Thankful that you can kneel in the dust on a Dutch freeway, thumb out as the sun beats your shoulders bright red, waiting for a kind soul to stop. That someone did, a dark-hard dark-eyed Turkish woman—a kind woman who worked in corporate equity takeovers. That you sit in the back, watching farmland and dykes flash past, while a caged budgie occupies the passenger seat and pecks at scattered seeds—the creature is being delivered to your saviour’s sister in Groningen.
Thankful that you can sit cross-legged around filthy plastic tables at 3am, swapping drinking games with a circle of exotic backpackers, all bright-eyed, ambitious and drunk.
Thankful that you can trek through Japan’s forested valleys, following the scent of fresh rain, only stopping to ring bells as you pass through each postal town to frighten away any lingering bears.
Thankful that you can listen to the incongruent melody of tuk-tuks and reggae music blasting into midnight while fireworks stretch like webs across the polluted sky. That you and your friends can dangle your legs off a Phnom Penh skyscraper, sipping soju and marvelling at the climaxing festivities of a foreign city burgeoning on a new year.
Thankful that you can recline on a tiled rooftop, perfectly comfortable in the mild-warmth of a summery evening, holding a warm body close while scanning the Mediterranean stars for comets that never come.
*
Flesh decays and memories dissolve into vapour, but journals last forever.

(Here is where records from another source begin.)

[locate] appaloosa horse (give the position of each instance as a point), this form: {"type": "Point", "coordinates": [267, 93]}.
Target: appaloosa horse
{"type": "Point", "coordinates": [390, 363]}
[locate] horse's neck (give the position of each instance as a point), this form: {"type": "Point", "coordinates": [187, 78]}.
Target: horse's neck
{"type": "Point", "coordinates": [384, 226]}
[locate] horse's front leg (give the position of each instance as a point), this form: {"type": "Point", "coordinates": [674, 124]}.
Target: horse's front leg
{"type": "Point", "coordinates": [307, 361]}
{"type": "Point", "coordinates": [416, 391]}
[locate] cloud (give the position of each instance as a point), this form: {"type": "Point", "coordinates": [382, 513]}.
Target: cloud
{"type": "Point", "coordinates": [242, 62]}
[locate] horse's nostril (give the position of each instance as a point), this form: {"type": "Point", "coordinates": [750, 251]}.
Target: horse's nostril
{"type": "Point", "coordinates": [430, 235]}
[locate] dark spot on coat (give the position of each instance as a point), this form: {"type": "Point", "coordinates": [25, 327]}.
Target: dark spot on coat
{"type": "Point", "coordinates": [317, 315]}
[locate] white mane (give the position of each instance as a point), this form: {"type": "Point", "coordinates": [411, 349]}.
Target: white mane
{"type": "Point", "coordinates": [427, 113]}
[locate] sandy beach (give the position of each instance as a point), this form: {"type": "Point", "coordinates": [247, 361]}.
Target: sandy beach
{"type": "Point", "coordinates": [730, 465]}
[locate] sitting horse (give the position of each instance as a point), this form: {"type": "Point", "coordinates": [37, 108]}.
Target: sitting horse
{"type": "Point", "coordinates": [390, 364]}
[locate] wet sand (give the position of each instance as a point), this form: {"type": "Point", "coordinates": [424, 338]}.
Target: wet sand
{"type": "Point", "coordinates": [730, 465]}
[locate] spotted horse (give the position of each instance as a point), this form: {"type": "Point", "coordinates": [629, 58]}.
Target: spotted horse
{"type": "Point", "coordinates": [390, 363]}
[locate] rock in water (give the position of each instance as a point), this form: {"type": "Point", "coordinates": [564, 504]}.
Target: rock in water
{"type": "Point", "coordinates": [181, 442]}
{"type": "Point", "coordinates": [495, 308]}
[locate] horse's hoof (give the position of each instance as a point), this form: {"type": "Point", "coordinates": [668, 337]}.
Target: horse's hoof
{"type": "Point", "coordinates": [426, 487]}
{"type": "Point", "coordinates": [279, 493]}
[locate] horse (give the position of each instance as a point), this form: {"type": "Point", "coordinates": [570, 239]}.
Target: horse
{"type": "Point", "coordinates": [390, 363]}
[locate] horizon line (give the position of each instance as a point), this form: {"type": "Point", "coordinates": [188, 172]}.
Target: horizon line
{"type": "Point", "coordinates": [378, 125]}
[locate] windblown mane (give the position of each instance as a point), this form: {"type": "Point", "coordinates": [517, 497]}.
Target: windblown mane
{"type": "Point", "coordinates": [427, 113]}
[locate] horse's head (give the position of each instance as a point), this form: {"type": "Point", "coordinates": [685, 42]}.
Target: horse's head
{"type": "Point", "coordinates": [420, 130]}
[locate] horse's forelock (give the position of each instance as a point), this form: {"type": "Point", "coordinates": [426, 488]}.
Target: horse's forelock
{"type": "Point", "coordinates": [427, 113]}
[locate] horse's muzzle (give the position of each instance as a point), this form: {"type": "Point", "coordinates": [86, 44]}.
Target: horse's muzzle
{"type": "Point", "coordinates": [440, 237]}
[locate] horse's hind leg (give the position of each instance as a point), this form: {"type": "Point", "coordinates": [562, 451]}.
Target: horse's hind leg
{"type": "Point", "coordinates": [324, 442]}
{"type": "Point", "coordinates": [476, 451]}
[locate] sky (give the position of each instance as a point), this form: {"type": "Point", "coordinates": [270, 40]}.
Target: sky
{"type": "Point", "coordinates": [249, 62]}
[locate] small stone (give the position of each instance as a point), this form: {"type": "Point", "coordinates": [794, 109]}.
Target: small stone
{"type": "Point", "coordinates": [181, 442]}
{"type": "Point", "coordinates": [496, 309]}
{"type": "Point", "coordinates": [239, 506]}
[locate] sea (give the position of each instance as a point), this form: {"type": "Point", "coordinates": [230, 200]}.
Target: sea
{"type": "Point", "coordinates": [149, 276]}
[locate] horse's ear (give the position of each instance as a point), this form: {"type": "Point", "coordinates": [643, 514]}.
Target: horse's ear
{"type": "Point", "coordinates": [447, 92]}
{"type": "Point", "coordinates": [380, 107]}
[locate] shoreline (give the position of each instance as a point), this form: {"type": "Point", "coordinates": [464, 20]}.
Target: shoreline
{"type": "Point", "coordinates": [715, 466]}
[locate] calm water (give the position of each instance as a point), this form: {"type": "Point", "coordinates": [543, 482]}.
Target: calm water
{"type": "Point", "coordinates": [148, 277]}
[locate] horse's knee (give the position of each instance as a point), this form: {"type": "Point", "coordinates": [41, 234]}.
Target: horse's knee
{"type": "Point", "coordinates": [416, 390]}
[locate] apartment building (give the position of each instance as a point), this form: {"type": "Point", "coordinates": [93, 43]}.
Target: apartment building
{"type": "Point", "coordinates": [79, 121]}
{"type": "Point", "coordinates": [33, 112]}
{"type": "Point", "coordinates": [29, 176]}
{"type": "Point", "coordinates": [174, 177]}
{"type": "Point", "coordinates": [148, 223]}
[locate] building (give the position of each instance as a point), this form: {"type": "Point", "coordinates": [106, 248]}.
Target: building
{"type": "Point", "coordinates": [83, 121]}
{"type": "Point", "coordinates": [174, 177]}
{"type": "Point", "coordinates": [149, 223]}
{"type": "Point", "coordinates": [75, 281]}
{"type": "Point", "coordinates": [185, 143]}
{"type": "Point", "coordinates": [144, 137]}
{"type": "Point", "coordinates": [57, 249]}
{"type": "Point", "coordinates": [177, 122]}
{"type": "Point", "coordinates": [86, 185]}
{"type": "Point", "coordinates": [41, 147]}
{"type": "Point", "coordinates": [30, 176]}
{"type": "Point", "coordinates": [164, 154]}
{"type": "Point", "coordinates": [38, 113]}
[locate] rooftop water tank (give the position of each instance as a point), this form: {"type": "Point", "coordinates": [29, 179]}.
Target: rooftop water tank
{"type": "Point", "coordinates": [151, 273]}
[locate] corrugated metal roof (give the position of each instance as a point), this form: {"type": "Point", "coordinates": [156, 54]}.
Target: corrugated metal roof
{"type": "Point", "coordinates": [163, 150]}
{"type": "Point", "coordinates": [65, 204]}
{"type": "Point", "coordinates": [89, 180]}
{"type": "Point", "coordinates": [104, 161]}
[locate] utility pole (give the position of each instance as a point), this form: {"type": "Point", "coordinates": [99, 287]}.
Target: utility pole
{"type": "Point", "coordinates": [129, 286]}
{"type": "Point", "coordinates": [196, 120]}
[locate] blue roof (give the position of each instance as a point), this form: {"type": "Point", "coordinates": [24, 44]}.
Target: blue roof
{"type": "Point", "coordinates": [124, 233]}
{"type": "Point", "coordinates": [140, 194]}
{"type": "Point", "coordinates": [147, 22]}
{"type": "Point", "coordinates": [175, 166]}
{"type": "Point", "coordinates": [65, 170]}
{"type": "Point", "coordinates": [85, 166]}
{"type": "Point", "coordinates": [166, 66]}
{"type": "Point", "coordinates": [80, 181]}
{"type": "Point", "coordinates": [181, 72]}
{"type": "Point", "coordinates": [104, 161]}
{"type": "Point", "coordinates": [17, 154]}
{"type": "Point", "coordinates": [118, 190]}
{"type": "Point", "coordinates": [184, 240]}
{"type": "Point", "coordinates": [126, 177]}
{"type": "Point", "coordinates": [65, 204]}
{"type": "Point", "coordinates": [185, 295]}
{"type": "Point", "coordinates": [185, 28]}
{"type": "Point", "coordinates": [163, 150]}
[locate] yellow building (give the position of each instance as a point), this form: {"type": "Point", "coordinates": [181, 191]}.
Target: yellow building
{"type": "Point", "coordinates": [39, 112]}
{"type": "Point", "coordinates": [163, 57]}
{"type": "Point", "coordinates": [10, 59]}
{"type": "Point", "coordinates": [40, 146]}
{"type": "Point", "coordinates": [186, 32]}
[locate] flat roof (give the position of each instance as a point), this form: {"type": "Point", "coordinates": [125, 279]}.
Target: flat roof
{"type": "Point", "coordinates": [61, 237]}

You jet off every year, because since you were 17, every accumulating diagnosis has enhanced the clenching sensation of a tightening noose—so you better damn well enjoy your twenties.
You travel because your richest memories and favourite relationships have always emerged in the most unassuming of places: sleazy pub-crawls, ¬¬¬ flooded train stations and six-hour bus rides along winding mountain roads. Your mum rolls her eyes every time you say you’ll meet the one you marry buried in a notebook on a squeaky hostel bunk.
You’re thankful because decades ago, you might already have been cremated, a dying ember in a dwindling number of memories. Thankful because the brilliant efforts of scientists and researchers worldwide has not only kept you breathing, but given you opportunity to fall in love with the world an infinite number of times over.
Yet still, and despite every ounce of optimism you possess, you’re tense. You just can’t shake the feeling that you’re running out of time.